- Archivfoto: Gerhard Manns

LUDWIGSAU"Fit machen für Energiewende"

TenneT investiert 40 Millionen Euro in Ausbau Umspannwerk Mecklar

22.10.14 - Am Umspannwerksstandort Mecklar in Ludwigsau (Landkreis Hersfeld-Rotenburg) modernisiert und erweitert TenneT nach eigenen Angaben die bestehende Anlage zwischen Friedlos und Mecklar, um sie für die Herausforderungen der Energiewende fit zu machen. Aufgrund der zentralen Lage in der Mitte Deutschlands und der Einbindung wichtiger Bestandsleitungen von Borken im Osten, Dipperz (Fulda) im Süden, Vieselbach (Thüringen) sowie als Endpunkt der in der Planung befindlichen Leitung von Wahle in Südniedersachsen, ist das Umspannwerk ein wichtiger Knotenpunkt im deutschen Übertragungsnetz. Über die zwei bestehenden Transformatoren werden außerdem das nachgelagerte 110 Kilovolt (kV) Netz und somit weite Bereiche Osthessens direkt mit Strom versorgt.

Nachdem Anfang Oktober erste Rodungsarbeiten begonnen haben, werden ab der 43. Kalenderwoche die Erdarbeiten und die Hangsicherung auf dem TenneT-Gelände nordwestlich der bestehenden Anlage beginnen. Im Frühjahr 2015 werden dann die Arbeiten für die Errichtung der neuen Schaltanlage und der Kompensationsspulen folgen. Bis 2018 sollen die Arbeiten abgeschlossen sein. TenneT investiert am Standort Mecklar nach eigenen Angaben rund 40 Millionen Euro. Über die bauausführenden Firmen sollen Aufträge auch an regionale Unternehmen vergeben werden.

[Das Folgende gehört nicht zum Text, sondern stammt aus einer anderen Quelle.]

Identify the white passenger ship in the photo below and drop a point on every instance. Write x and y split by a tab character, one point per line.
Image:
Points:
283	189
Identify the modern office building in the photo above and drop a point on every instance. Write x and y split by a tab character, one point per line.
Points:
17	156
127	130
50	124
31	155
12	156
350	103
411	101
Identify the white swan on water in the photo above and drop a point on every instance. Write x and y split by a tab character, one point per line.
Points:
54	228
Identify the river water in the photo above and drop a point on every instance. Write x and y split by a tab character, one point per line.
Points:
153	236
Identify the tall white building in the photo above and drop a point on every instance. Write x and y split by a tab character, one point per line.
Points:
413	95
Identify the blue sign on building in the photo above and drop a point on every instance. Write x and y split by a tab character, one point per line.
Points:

Durch Zubau von Windkraftanlagen in Norddeutschland und nach Abschaltung aller deutschen Kernkraftwerke werde auf der Nord-Süd-Achse der TenneT-Regelzone in Zukunft ein Lastfluss von rund 7 Gigawatt zu transportieren sein. Das entspreche sieben Großkraftwerken. Eine stabile und ausfallsichere Übertragung dieser Leistung sei laut Tennet nur dann möglich, wenn die Belastung der Stromkreise auf den 380-kV-Hauptverbindungen gleichmäßig aufgeteilt sei und genügend Reservekapazitäten zur Verfügung stünden. Deshalb werde das Umspannwerk Mecklar um 13 Schaltfelder, eine Sammelschiene sowie Quer- und Längskupplungen erweitert. Dadurch würden die Kurzschlussfestigkeit und die Stromtragfähigkeit des Umspannwerks erhöht. Die neue Anlage werde ebenso wie die Bestandsanlage als gasisolierte Schaltanlage errichtet, wodurch deutlich weniger Platz benötigt werde und die magnetischen Felder minimiert würden.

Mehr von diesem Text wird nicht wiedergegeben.